Полизав скромной соли на граните с золотыми зернами овцы долго грезили. Пучки толстой шерсти, покрывавшей их, лежали как листья под снегом. Этот вид был так чист и ясен, что ресницы ягнят побелели до их золотистых глаз. Воздух был так прозрачен, что известковые вершины с желтыми полосами выступали выпукло, как под водой. Ковры буков и елей были вытканы из цветов изморози, неба и крови; ветер, коснувшись их, становился более легким, пахучим и ледяным.

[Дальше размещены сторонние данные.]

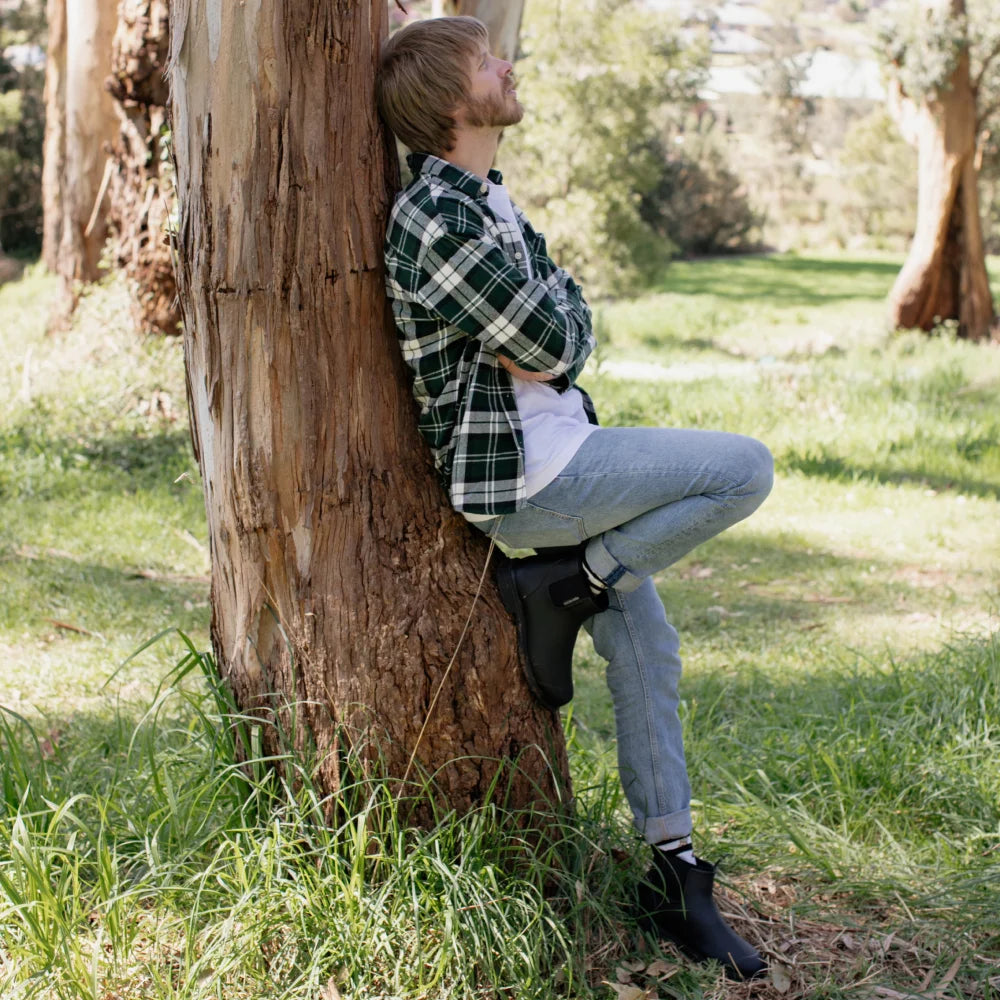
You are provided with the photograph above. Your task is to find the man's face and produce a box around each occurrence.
[459,45,524,128]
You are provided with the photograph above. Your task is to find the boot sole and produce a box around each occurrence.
[496,562,560,712]
[636,914,769,983]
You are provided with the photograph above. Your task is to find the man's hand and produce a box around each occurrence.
[497,354,555,382]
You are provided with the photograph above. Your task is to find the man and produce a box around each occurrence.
[377,17,772,978]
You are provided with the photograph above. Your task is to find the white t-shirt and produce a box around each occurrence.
[470,182,597,520]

Как голубой прилив, подымался пар от драгоценных вершин, переплетенных серебристыми лишаями. Потоки, падая со скалистых зубцов, дымились. И внезапно ангельские стада блеяли к Богу; испуганные колокольчики плакали в тени папоротников. И темная вода потоков преломлялась в лучах.

Меж диких лавров лежала найденная овца Евангелия. Ее нога, под мордочкой, еще сочилась кровью. Пройденные дороги были трудны, но она скоро оправится от кислой сладости черники. Она уже вздрагивала, слушая голоса своих рассеянных подруг.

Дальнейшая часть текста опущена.